Si queremos auténticos noodles y gastronomía del norte, en frente, el restaurante Huen Horm está a la altura de lo deseado. Además de los fideos, se puede pedir Sai Oua, una salchicha de cerdo muy especiada y aromática con arroz y verduras. O si no Nam Prik ong, una salsa de chile que pica pero no insulta a base de carne de cerdo picada, tomate y pasta de chile. Si ese no le convence puede decantarse por Nam Prik Num, salsa de chile verde asado servida con verduras, cerdo frito y, por supuesto, sticky rice. Si no puede vivir sin sopa, elija esta: Khanom Jeen Nam Ngiao, con noodles de arroz y carne de cerdo. ¿Y no hay curri? Gaeng Hang Lay es un curri de cerdo con especias aromáticas y tamarindo. ¿Que quiere verde? Pues aquí la ensalada es de fideos de cristal con carne, hierbas y especias, se llama Laab Wun Sen y nunca falla, como las alitas de pollo, la tortilla thai y las ricas pamplinas… La gastronomía tailandesa es imbatible y cuesta mucho repetir platos, así que sin miedo.

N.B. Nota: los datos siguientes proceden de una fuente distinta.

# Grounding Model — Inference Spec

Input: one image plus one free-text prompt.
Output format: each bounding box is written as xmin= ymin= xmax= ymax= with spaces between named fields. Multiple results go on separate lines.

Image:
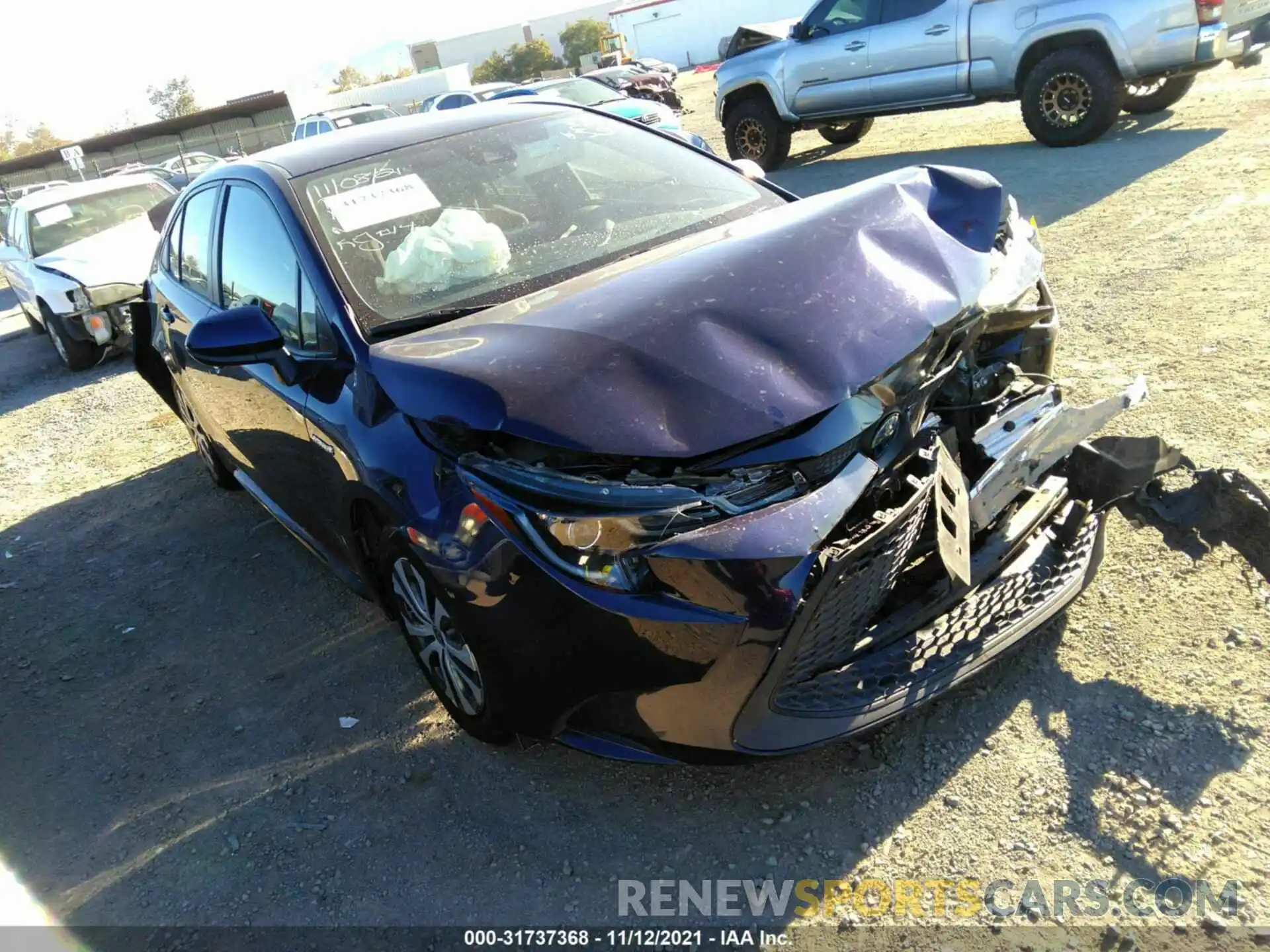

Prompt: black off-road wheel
xmin=722 ymin=98 xmax=794 ymax=171
xmin=389 ymin=545 xmax=516 ymax=744
xmin=819 ymin=119 xmax=872 ymax=146
xmin=1023 ymin=46 xmax=1124 ymax=149
xmin=171 ymin=381 xmax=243 ymax=490
xmin=42 ymin=301 xmax=105 ymax=371
xmin=1122 ymin=76 xmax=1195 ymax=116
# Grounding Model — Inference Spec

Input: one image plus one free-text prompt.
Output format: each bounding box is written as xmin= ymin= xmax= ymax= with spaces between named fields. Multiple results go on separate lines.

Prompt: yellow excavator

Tras la comida no está de más la subida al monasterio Wat Phra That Khao Noi, el mirador de la ciudad de Nan, situado sobre una colina ante la que lo primero que se ve es una estatua de Buda dorado de nueve metros que observa el valle mejor que usted. El chedi fue construido durante el reinado de Chao Pi Khaeng en 1487. El interior contiene las reliquias del cabello del Señor Buda.

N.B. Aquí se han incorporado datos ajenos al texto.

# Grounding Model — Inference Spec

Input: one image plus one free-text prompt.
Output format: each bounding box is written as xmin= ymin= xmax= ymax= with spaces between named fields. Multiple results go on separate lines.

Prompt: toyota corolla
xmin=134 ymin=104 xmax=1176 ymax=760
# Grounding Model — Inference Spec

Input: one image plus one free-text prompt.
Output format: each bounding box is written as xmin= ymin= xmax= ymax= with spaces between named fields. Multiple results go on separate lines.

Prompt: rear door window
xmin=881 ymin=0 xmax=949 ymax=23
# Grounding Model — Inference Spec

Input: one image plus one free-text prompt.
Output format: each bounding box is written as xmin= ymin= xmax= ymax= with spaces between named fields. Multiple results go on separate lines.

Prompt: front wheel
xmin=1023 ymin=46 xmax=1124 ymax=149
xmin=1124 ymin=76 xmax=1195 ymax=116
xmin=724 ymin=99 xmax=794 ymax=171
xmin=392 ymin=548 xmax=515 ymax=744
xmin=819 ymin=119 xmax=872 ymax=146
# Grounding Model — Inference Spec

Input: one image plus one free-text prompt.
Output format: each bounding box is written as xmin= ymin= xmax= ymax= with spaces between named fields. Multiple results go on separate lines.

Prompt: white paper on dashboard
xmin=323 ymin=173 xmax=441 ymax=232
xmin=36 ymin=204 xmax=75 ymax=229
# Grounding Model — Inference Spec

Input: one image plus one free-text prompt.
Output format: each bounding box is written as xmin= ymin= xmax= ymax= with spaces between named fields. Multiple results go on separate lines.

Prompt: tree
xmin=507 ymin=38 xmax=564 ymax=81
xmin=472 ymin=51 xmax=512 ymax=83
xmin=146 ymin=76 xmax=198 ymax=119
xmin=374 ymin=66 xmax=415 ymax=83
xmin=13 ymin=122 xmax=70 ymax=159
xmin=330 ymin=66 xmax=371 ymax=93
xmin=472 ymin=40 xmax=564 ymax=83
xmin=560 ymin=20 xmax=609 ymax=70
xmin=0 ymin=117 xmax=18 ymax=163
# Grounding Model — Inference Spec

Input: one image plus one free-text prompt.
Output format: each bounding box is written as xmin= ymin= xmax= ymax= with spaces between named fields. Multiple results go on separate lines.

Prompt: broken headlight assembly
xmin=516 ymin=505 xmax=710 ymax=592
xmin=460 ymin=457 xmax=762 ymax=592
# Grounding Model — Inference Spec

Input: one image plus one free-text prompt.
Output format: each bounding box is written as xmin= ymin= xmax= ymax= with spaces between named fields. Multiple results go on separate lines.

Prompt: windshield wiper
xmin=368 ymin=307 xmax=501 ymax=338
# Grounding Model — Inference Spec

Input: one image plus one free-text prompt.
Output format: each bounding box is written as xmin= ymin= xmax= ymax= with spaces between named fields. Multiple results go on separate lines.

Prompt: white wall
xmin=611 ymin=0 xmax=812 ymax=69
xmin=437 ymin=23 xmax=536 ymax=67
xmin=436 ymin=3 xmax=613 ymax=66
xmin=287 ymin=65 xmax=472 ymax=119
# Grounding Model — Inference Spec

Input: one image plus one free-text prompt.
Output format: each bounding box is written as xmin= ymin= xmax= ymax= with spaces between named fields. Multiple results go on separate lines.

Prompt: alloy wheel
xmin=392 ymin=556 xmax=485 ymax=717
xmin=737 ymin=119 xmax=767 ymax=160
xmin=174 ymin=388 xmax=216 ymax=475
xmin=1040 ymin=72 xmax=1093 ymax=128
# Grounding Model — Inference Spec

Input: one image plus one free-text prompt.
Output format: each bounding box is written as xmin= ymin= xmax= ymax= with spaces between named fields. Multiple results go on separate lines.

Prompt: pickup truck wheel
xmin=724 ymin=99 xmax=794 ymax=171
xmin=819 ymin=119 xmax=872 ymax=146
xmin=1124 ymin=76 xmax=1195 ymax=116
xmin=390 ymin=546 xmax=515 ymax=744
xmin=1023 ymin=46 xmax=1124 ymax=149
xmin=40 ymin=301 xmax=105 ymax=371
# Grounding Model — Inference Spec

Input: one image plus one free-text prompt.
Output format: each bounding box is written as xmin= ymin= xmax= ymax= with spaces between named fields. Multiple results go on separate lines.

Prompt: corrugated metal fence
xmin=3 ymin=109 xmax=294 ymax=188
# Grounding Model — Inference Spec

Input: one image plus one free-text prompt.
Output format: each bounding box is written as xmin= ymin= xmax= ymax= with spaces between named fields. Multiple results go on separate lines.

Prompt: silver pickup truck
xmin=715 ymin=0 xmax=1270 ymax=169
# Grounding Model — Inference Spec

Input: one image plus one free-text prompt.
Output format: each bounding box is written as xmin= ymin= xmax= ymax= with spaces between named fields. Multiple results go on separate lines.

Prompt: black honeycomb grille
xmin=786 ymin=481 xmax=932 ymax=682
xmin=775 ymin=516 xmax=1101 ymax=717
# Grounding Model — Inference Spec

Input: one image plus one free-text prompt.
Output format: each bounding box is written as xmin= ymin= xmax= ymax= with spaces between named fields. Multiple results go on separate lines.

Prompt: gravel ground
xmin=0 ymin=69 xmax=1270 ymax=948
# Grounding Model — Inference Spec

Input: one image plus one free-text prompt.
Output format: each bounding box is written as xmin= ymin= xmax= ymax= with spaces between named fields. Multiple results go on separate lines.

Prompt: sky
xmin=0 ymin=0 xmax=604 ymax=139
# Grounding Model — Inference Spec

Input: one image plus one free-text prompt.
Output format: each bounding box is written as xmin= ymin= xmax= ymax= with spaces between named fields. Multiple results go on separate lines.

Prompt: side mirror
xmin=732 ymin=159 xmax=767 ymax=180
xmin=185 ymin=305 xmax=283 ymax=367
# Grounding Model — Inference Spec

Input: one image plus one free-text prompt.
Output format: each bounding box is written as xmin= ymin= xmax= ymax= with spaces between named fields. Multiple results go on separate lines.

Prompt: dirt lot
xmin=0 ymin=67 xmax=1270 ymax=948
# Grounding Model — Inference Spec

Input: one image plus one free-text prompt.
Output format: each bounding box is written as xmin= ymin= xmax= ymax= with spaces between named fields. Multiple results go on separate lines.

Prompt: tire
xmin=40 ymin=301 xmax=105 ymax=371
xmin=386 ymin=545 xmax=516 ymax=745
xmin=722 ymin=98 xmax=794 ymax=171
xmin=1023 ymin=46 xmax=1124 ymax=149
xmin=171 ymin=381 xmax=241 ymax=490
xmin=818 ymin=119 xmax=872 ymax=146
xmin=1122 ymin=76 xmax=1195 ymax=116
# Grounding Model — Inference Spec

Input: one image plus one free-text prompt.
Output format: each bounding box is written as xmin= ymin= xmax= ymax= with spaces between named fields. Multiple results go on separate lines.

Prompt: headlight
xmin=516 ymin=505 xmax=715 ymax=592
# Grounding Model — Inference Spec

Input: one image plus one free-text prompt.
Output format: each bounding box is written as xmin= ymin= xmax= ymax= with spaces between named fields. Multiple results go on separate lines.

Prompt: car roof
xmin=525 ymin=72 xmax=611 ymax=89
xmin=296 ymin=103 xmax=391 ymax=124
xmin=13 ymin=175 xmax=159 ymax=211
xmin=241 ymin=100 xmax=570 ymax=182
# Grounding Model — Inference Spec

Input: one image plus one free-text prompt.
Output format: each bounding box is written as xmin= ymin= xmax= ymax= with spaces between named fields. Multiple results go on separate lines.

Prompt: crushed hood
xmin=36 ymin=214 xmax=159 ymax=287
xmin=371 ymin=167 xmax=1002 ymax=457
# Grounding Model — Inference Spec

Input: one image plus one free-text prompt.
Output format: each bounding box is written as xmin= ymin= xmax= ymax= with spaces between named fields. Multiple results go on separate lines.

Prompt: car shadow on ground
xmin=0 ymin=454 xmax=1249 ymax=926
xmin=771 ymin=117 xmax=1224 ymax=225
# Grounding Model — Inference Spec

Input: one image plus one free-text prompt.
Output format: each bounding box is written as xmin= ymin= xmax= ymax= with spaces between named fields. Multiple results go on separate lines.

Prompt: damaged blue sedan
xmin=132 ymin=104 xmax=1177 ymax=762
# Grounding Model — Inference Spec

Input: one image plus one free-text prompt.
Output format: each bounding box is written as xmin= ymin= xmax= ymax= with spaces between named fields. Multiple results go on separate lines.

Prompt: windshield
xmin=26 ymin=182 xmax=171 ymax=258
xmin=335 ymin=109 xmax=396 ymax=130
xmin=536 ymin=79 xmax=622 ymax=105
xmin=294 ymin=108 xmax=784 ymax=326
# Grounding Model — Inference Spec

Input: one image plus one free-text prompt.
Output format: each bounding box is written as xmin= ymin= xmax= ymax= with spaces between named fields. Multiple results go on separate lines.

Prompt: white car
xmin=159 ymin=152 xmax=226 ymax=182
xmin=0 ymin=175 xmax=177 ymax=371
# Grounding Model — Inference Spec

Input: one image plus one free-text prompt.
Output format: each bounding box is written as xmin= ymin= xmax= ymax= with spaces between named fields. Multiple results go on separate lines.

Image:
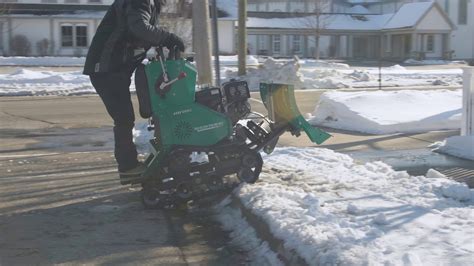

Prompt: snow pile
xmin=299 ymin=59 xmax=350 ymax=69
xmin=430 ymin=136 xmax=474 ymax=161
xmin=403 ymin=59 xmax=466 ymax=65
xmin=0 ymin=68 xmax=95 ymax=96
xmin=0 ymin=56 xmax=86 ymax=67
xmin=133 ymin=122 xmax=154 ymax=154
xmin=310 ymin=90 xmax=462 ymax=134
xmin=225 ymin=58 xmax=304 ymax=90
xmin=226 ymin=148 xmax=474 ymax=265
xmin=224 ymin=58 xmax=350 ymax=90
xmin=216 ymin=55 xmax=260 ymax=66
xmin=215 ymin=197 xmax=283 ymax=266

En mismo hotel Nan Seasons organiza una actividad francamente divertida: un recorrido en tranvía por la ciudad y con guías locales. Una de las paradas es en el templo Wat Phumin, famoso por sus murales del siglo XIX con escenas de la vida cotidiana, mitología budista y figuras históricas. Una de ellas representa la imagen que se ve por todas partes en Nan, la de “los amantes susurrantes”, un símbolo de amor eterno para muchos visitantes que, no en vano, vienen de propio a pedir uno a medida. Es una pintura de influencia birmana en la que al hombre le delata su tatuaje, que nos dice que es guerrero, y en la que la mujer escucha como si recibiera una promesa que no va a arrugarse con ninguna tormenta. Este templo, protegido desde la entrada por las serpientes con cuerpo de dragón de las escaleras, rescata muchas supersticiones y está muy arraigado al día a día de Nan. Junto a él, de viernes a domingo, desde las 16.00, se prolonga el mercado Kuang Mueang Nan Walking Street, punto de encuentro de todo tipo de gente y de edades en el que se mezcla la venta de artesanías y ropa con la comida callejera más auténtica. Es una calle peatonal de aproximadamente 500 metros de largo. Conforme avanzan las horas, el ambiente se va macerando. El humo de las brochetas se acopla al buen rollo que genera la cerveza Shinga. Ver los puestos de comida es un festival cromático y olfativo.

Qué agradable resulta encontrar lugares como Nan, donde lo popular se funde con la tradición de manera tan natural. Es común que las familias y los grupos de amigos se sienten a cenar en la explanada que sigue a la entrada del templo, literalmente forrada de tatamis habilitados para tal efecto. La comida compartida evidencia el lujo de comer en el suelo, al aire libre, al amparo del crepúsculo. La hospitalidad, la sonrisa, el saber hacer. Esto es el thainess. La playa es un regalo de la naturaleza, pero el thainess lo tienes o no lo tienes. Tailandia es un centro telúrico en el que los neuroconductores funcionan mejor. La esencia de un país condensada en unas alfombras sobre las que se difuminan las jerarquías y el compañerismo espontáneo da sentido al viaje. Todos unidos por la aspiración de prolongar el día en buena compañía sin dejar que la realidad pueda dividir otra cosa que no sean los platos. En lugares como Nan uno entiende que Tailandia haya podido vivir sin él, pero también que él ya no podrá vivir sin Tailandia.